One year: that’s the current estimate that American intelligence agencies have given before North Korea has the ability to launch a missile that can reach the continental United States.
Just a few weeks ago, the official estimate stood at about four years. But recent test launches have intelligence experts updating the narrative. Pyongyang has carried out 12 missile tests since February and conducted its first test of an ICBM on July 4 — which it says could reach “anywhere in the world.”
Most recently, on July 28th, North Korea’s leader Kim Jung-un tested an intercontinental ballistic missile that appears to have the range to hit major U.S. cities, according to the experts.

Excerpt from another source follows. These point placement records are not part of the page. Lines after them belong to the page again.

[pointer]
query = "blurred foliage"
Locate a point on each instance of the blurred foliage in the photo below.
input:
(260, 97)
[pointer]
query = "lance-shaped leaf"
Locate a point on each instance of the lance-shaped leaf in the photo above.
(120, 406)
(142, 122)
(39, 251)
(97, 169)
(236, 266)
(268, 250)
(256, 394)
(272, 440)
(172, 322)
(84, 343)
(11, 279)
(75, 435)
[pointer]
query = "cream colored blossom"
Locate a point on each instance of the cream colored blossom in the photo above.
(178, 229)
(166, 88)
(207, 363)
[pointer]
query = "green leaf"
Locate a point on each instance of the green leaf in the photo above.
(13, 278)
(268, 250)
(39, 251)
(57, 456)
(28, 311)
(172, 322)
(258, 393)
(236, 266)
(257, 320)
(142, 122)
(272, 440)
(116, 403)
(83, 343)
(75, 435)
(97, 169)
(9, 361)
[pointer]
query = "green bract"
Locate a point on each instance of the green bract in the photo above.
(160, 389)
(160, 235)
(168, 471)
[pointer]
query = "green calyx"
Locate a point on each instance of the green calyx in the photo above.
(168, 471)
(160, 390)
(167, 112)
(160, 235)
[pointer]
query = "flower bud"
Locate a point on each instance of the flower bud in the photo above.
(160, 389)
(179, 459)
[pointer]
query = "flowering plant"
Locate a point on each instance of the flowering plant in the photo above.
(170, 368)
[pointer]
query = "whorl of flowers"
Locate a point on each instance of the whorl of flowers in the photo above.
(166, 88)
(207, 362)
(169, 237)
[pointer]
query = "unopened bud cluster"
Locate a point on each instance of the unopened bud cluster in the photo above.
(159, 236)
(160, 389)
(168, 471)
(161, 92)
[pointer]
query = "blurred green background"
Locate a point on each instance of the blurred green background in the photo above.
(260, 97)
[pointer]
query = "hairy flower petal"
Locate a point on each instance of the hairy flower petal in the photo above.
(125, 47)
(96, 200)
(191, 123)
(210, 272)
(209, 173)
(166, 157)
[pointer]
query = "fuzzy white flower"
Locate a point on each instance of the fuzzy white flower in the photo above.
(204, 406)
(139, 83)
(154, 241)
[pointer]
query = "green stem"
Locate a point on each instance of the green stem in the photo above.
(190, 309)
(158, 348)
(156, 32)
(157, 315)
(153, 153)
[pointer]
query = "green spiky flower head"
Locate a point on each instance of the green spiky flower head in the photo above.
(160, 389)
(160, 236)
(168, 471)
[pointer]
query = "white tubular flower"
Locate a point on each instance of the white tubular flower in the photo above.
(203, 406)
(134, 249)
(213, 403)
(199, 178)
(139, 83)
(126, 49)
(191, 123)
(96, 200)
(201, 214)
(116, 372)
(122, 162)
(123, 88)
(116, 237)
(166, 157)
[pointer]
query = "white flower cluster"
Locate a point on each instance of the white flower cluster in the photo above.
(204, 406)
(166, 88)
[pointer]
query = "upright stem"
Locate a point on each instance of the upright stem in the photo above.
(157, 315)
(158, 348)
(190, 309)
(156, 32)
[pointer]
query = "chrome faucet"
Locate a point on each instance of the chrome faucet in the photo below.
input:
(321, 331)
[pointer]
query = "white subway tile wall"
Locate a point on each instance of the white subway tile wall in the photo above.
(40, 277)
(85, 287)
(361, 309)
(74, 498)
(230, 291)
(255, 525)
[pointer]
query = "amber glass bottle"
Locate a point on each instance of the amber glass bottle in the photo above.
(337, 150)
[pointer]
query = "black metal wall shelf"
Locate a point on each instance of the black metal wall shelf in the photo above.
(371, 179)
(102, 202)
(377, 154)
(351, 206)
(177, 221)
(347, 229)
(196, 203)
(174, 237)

The missile launch from Mupyong-ni flew about 45 minutes, going 3,700 kilometers (2,300 miles) high and for a distance of 1,000 kilometers (621 miles).
If the missile trajectory had been flattened, it could have reached Los Angeles, Denver and Chicago, depending on how heavy a payload the missile was carrying in its warhead; the heavier the payload, the shorter the range.
In a recent statement, Scott Bray, a spokesperson for the Office of the Director of National Intelligence said, “North Korea’s recent test of an intercontinental range ballistic missile — which was not a surprise to the Intelligence Community — is one of the milestones that we have expected would help refine our timeline and judgments on the threats that Kim Jong Un poses to the continental United States.”
Condemning the missile launch, President Trump said the United States would act to ensure its security.
“Threatening the world, these weapons and tests further isolate North Korea, weaken its economy and deprive its people,” Trump said in a written statement. “The United States will take all necessary steps to ensure the security of the American homeland and protect our allies in the region.”